CMS also proposes that states must attempt to contact individuals through at least one other modality than mail (e.g. phone, electronic notice, email or text message), and that in doing so through these alternative methods must make at least two attempts to reach individuals. If a state has tried all outreach efforts without success, the proposed rule outlines actions depending on the forwarding address information that is available.
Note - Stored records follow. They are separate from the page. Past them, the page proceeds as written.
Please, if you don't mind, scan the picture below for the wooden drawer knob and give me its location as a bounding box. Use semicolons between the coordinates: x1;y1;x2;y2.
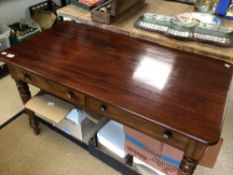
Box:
65;92;73;99
100;104;107;112
163;131;172;139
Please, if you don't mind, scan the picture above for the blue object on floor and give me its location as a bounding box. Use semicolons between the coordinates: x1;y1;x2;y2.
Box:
216;0;231;16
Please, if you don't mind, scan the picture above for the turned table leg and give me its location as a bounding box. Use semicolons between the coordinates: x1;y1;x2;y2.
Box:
181;157;198;175
16;80;40;135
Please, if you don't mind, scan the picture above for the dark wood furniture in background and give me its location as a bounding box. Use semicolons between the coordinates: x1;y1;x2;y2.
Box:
0;22;233;175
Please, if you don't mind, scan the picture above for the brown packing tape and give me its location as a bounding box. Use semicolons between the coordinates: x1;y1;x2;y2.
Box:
199;139;223;168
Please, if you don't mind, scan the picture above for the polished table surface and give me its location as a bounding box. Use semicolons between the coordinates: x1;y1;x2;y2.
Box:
0;22;233;145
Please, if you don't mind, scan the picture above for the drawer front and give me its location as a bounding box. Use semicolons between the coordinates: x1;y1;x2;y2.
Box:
86;96;189;150
10;67;85;108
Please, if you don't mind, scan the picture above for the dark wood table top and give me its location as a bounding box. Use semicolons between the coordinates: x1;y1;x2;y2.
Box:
0;22;233;144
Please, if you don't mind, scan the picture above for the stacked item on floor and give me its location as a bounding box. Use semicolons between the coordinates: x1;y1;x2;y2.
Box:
25;93;107;144
124;127;184;175
124;127;223;175
0;25;10;77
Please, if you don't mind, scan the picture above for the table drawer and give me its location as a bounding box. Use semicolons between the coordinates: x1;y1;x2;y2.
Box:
86;96;189;150
10;67;85;108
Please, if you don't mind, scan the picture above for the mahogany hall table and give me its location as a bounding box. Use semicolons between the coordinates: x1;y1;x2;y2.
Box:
0;22;233;175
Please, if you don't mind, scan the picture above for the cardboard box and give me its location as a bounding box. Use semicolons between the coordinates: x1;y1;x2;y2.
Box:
97;120;127;159
124;127;184;175
25;93;107;144
124;127;223;175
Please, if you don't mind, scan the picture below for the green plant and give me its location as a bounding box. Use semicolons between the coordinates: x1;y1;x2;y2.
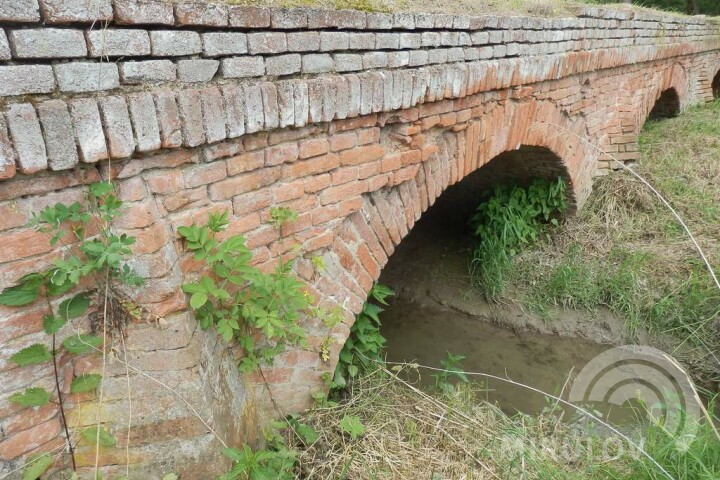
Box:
432;352;470;393
333;283;395;388
178;212;312;372
270;207;298;228
470;177;568;299
0;182;141;478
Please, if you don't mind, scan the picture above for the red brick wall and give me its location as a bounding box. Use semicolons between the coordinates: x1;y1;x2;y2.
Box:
0;0;720;478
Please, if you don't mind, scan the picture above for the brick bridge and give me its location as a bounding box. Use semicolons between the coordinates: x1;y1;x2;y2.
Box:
0;0;720;478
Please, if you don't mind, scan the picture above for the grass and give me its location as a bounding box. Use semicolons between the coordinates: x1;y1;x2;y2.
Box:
172;0;720;17
286;366;720;480
506;102;720;385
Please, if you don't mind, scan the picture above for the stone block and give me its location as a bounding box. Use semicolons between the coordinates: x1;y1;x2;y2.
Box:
287;32;320;52
6;103;48;174
363;52;387;69
153;92;182;148
228;5;270;28
177;59;220;83
175;2;228;27
349;32;375;50
375;33;400;50
53;62;120;93
0;0;40;22
333;53;363;72
37;100;79;170
150;30;202;57
120;60;177;85
202;32;247;57
248;32;287;55
320;32;350;52
128;93;160;152
270;8;308;30
115;0;175;25
99;96;135;158
69;98;108;163
221;56;265;78
265;53;301;76
302;53;335;73
0;65;55;97
40;0;113;23
86;28;151;57
9;28;87;58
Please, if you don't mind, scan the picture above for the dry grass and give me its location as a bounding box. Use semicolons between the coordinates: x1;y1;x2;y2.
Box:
165;0;692;17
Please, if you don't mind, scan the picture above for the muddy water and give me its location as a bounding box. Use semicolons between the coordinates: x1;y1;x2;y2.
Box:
380;214;634;423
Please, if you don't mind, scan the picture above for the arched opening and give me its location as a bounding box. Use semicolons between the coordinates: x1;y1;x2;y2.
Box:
648;88;680;120
372;146;601;412
712;70;720;99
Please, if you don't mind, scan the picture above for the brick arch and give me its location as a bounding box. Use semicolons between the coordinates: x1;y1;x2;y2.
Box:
638;63;690;123
304;98;598;386
710;68;720;99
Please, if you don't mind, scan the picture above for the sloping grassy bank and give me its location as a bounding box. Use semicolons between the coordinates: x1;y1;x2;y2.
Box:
507;102;720;389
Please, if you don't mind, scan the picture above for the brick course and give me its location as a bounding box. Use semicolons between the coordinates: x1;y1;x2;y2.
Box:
0;0;720;478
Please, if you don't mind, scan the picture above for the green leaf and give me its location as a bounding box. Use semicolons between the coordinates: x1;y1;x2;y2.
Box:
63;334;102;354
43;315;65;335
83;427;117;447
10;388;50;407
340;415;365;440
10;343;52;367
70;373;102;393
60;293;90;319
190;292;207;310
0;282;40;307
22;453;52;480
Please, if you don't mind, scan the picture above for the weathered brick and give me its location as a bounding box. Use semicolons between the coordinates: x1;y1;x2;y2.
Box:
221;56;265;78
227;150;265;176
40;0;113;23
7;103;48;173
302;53;335;73
99;96;135;158
228;6;270;28
37;100;78;170
248;32;287;55
85;28;150;57
270;8;307;30
340;145;385;165
177;59;220;83
0;0;40;22
150;30;202;57
69;99;108;163
265;143;298;166
177;90;205;147
175;2;228;27
202;32;247;57
9;28;87;58
128;93;160;152
53;62;120;93
120;60;177;85
0;65;55;97
208;167;280;201
287;32;320;52
298;138;330;158
265;53;301;76
153;92;182;148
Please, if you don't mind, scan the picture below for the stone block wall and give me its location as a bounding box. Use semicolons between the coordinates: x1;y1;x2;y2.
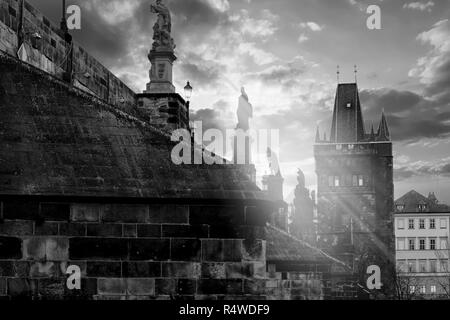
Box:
0;201;266;299
0;199;334;300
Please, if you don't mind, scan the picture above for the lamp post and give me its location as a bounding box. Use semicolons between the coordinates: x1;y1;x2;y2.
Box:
184;81;193;109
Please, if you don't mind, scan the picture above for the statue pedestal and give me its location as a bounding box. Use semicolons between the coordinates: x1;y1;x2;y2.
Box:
144;49;177;93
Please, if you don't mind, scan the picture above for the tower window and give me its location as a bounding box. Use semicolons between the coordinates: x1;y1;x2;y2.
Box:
358;176;364;187
352;176;358;187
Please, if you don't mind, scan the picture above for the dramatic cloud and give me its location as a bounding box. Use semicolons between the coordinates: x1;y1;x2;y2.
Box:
394;158;450;181
361;89;450;143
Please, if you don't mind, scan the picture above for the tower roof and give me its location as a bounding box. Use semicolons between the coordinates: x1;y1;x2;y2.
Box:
377;111;391;141
330;83;365;143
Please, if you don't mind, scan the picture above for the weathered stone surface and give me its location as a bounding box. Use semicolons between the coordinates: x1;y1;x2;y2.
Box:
244;279;266;294
126;278;155;296
59;222;86;237
202;263;226;279
3;201;39;220
130;239;170;261
0;278;6;296
177;279;197;295
69;238;128;260
170;239;202;261
149;205;189;224
122;261;161;278
86;261;122;278
197;279;243;294
23;238;47;261
46;238;69;261
0;237;22;259
223;239;242;261
155;279;177;296
101;204;149;223
122;224;137;238
87;223;122;238
39;203;70;221
162;262;201;279
8;278;37;298
242;239;266;261
30;262;59;278
97;278;127;295
0;220;33;236
202;239;224;262
70;204;104;222
162;225;209;239
137;224;161;238
34;222;58;236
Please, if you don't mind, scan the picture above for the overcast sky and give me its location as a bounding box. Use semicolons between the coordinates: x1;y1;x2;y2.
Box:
28;0;450;203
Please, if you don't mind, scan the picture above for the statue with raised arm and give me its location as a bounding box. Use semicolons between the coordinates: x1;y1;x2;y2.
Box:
150;0;175;51
236;87;253;131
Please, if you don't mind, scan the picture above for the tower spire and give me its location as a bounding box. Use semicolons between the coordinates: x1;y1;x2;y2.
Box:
378;110;391;141
336;65;341;84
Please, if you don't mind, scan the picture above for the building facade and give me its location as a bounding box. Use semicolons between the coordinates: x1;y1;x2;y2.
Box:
395;191;450;299
314;83;394;298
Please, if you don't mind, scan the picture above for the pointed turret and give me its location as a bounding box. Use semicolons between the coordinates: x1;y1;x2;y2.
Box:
370;123;375;141
331;83;366;143
377;111;391;141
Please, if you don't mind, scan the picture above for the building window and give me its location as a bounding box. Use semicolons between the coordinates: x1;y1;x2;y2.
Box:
397;238;406;250
430;239;436;250
408;260;416;273
419;239;426;250
397;260;407;272
334;176;341;187
439;238;448;250
419;219;425;229
430;218;436;229
418;204;427;212
408;239;416;250
430;260;437;273
419;260;427;273
352;175;358;187
439;260;448;272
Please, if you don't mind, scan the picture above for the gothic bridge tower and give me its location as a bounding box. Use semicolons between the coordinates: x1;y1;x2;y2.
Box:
314;83;394;298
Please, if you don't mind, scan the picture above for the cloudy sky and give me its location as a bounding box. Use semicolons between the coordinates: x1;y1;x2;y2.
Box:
28;0;450;203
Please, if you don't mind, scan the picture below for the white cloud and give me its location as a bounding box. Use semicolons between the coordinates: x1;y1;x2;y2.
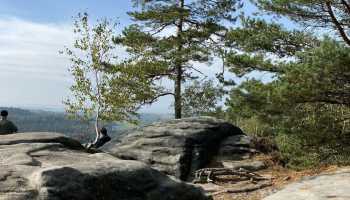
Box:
0;17;73;106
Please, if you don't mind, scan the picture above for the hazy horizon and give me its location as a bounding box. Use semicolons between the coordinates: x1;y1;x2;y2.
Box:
0;0;276;113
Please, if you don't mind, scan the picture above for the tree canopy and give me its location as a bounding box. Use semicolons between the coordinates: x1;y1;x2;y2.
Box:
114;0;242;118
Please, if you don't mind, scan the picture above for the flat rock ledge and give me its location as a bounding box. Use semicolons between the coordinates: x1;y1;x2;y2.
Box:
264;168;350;200
105;117;248;181
0;133;211;200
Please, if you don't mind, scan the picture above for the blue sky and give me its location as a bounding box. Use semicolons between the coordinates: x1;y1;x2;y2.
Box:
0;0;278;113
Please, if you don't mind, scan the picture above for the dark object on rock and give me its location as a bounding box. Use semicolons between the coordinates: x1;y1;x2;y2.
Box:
106;117;244;180
0;133;210;200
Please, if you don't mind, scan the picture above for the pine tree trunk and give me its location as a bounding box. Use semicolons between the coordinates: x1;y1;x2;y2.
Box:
175;65;182;119
174;0;184;119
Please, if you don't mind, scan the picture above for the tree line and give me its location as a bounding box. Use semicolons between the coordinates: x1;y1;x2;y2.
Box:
64;0;350;167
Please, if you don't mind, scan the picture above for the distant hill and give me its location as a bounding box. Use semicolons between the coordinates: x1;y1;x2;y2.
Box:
0;107;171;142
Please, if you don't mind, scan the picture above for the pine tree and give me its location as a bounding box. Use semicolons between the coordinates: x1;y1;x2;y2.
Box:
115;0;242;118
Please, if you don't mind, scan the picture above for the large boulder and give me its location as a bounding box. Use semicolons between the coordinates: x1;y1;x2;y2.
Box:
264;168;350;200
0;133;208;200
106;117;243;180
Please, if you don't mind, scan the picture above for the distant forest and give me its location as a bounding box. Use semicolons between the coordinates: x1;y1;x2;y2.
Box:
0;107;170;142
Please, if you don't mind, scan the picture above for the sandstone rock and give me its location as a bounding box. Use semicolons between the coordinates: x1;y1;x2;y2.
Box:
0;133;208;200
216;135;256;161
222;160;267;171
106;117;243;180
264;168;350;200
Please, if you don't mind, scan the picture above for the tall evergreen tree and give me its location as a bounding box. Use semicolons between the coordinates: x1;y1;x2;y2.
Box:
253;0;350;46
221;0;350;167
114;0;242;118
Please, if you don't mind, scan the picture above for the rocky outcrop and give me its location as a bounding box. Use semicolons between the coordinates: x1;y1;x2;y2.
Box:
106;117;244;180
264;168;350;200
0;133;208;200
Outlines Medicaid and CHIP Record Keeping Requirements

The proposed rule seeks to more clearly define requirements for state Medicaid and CHIP agencies’ record keeping practices. CMS recognizes that existing regulations related to record keeping are outdated as they do not reflect the use of electronic data and that they also lack specificity. Additionally, recent findings from both the U.S. Department of Health and Human Services’ Office of the Inspector General and Payment Error Rate Measurement (PERM) eligibility reviews have demonstrated that some states’ Medicaid case records lack appropriate eligibility verification documentation. To address these issues, the proposed rule defines both the various types of beneficiary documentation that states must keep on file as well as the length of time these records should be retained, which CMS suggests should be a minimum of three years beyond when the case becomes inactive.

Simplifies Medicare Savings Program Enrollment Processes

The proposed rule also includes provisions designed to streamline enrollment in Medicare Savings Programs (MSPs), such as changes to certain verification and documentation requirements and other enrollment simplification policies.